Perusing my long ago moth-balled Tumblr, I was reminded of the following passage from Simone Weil’s Oppression and Liberty (1955).

Never has the individual been so completely delivered up to a blind collectivity, and never have men been less capable, not only of subordinating their actions to their thoughts, but even of thinking. Such terms as oppressors and oppressed, the idea of classes–all that sort of thing is near to losing all meaning, so obvious are the impotence and distress of all men in face of the social machine, which has become a machine for breaking hearts and crushing spirits, a machine for manufacturing irresponsibility, stupidity, corruption, slackness and, above all, dizziness. The reason for this painful state of affairs is perfectly clear. We are living in a world in which nothing is made to man’s measure; there exists a monstrous discrepancy between man’s body, man’s mind and the things which at present time constitute the elements of human existence; everything is in disequilibrium.

I initially stumbled upon this passage in Henry Finch’s Simone Weil and the Intellect of Grace (1999). Finch adds, “We are crushed by paradoxes: never was our power so great and never were we so powerless; never was there so much control and never were we so vulnerable to accidents; never so much interdependence and so much fragmentation.”

It would be hard, I think, for us to overestimate the problem of scale.

3 thoughts on “Simone Weil: “Everything is in disequilibrium”

  1. Paradoxes and the pervasive approach of simplistic dualism that started with Descartes and won’t go away! One wordy but quite scholarly author who addresses this is missionary Diarmuid O’Murchu. I’m finishing his book on Evolutionary Faith. He is helping me to advance my thinking that started 50 years ago with my happy discovery of Teilhard de Chardin. Lately I discovered Brian Swimme (see The Center for the Story of the Universe site). O’Murchu discusses de Chardin, Swimme, Thomas Berry. I could have taken a course at Fordham with Berry in the ’60s but I didn’t know he was there! Are you familiar with O’Murchu?
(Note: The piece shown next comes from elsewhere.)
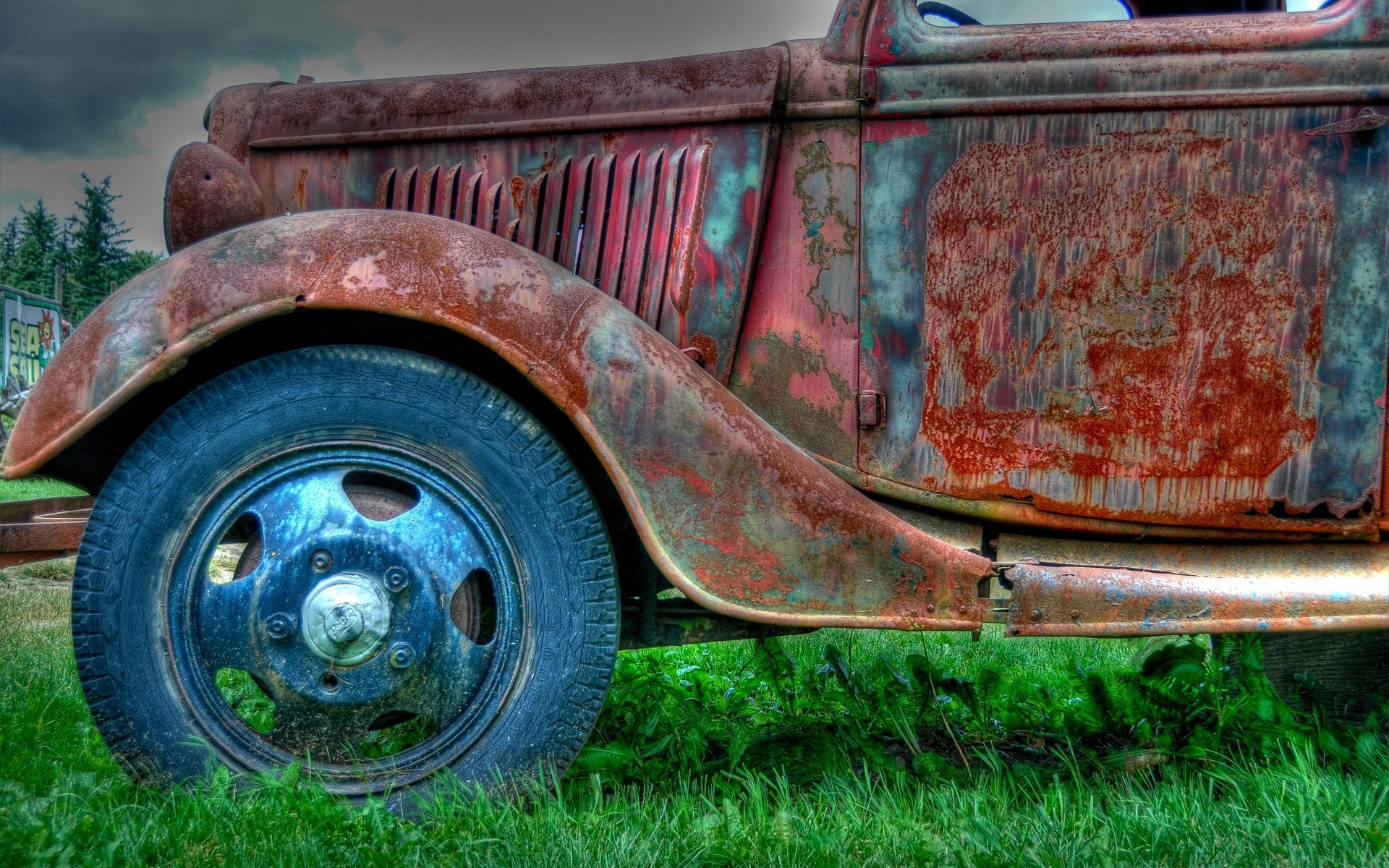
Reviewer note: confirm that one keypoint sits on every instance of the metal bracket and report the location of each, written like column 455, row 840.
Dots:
column 872, row 410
  2. I’m curious about her phrase “the social machine” here. Weil has long been a thinker whose work I’ve planned to spend more time with, and I’m glad to be reminded of that.

    The dominant paradigm of the social, in all its variations, has also been on my mind a lot. Negotiating how connection and communication affect the dynamic of particular/general or individual/collective is key, I think, but it has seemed to me that we need a healthy or at least functional respect for the virtues of each side of those dichotomies in order to relate them properly. Or do we? Maybe a static vision is too confining; I’m not sure.

    There are epistemic questions about any collective or society the answers to which seem to require a technical element, at least if we don’t assume that society has grown too big to organize (maybe it has). How does a society that needs to know/view itself as an agent on some levels come to know itself? What character or stance is it fair to attribute to it, and are our democratic and statistical methods still reflecting/producing that character faithfully? How efficient should they attempt to be? Lots of questions…

    Relatedly, I’ve been curious also about your views on the kinds of things Tristan Harris and his group are up to. I think I know where you stand on addictive tech, but I wonder if you see problems with his approach. I’m interested in it, but it seems incomplete to me.